The gravestones in the churchyard were cleared and some used to form paths.
The following article was first published in B&AFHS Journal 133 in September 2008
My Parish – St Philip & Jacob, Bristol. By Andrew Plaster
St Philip & Jacob is one of Bristol’s original city parishes. It includes the Old Market area of the city, and had its out-parish beyond the city’s original boundary extending over what are now (and some were) the Bristol suburbs of Baptist Mills, Barton Hill, Lawrence Hill, Newtown, Russell Town, St Jude’s, St Philip’s Marsh, The Dings and western half of Easton. Its boundaries stretched from the Castle Wall in the city on the west to the border with the parish of St George in the east. On the north, it followed the course of the river Frome and the southern boundary being the river Avon.
Just outside the city walls stood St Philip & Jacob Church. Part of it, including the lower part of the tower, is Early English in style from around the 13th century, the rest being Perpendicular. The church may once have belonged to a Benedictine priory lying beyond it. This church was actually the parish church of a wide district extending outside the borough and included the rural parish of St. George until 1756, when it became a separate parish.

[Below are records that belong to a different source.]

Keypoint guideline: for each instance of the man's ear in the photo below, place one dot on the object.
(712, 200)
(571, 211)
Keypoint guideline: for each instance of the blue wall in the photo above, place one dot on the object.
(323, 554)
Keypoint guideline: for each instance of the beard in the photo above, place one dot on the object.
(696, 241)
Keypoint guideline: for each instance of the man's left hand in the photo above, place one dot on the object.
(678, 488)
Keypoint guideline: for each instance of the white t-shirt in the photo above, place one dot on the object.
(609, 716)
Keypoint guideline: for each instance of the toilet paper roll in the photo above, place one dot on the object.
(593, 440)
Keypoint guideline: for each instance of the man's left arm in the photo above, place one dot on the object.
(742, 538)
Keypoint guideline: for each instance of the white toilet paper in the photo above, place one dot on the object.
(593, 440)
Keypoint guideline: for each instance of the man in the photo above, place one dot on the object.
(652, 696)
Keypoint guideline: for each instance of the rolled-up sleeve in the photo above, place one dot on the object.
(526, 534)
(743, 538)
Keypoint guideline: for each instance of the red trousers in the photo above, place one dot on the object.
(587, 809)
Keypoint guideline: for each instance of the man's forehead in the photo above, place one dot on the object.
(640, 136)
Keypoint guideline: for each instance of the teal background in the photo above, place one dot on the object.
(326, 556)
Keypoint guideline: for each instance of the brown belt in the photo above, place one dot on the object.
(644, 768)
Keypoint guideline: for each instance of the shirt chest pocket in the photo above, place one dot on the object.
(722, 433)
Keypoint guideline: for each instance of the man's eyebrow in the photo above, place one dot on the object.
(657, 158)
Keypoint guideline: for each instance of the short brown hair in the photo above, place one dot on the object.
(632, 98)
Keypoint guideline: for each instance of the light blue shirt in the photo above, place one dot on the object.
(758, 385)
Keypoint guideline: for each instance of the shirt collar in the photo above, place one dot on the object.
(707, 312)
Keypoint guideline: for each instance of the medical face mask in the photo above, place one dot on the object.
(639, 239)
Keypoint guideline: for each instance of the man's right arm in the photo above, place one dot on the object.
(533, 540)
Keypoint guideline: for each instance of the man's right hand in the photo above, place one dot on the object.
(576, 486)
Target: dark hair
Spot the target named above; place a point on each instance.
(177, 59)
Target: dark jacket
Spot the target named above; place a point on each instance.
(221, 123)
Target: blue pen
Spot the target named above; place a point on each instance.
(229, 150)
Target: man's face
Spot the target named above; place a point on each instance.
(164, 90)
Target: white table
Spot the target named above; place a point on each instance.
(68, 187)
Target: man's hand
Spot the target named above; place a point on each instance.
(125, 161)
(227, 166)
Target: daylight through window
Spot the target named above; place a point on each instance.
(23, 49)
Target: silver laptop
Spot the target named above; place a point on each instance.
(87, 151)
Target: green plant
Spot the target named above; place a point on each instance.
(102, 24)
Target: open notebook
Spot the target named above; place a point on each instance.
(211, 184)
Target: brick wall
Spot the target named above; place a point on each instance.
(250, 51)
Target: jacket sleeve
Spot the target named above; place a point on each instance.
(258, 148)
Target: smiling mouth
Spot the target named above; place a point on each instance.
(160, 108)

The growing population in the 19th century led to the provision of ten new churches built across the out-parish: Holy Trinity, Clarence Road (1834); St Luke, Barton Hill (1843); St Simon, Baptist Mills (1844); St Jude’s, (1849); Emmanuel, The Dings (1862); St Silas, St Philip’s Marsh (1866); St. Gabriel, Upper Easton (1870); St Lawrence, Lawrence Hill (1883); Christ Church, Russell Town (1886) and All Hallows, Easton (1901). Greenbank Cemetery was an extensive burial place for the whole parish. The Burial Board commenced in 1868 and the cemetery was laid out and consecrated in 1871.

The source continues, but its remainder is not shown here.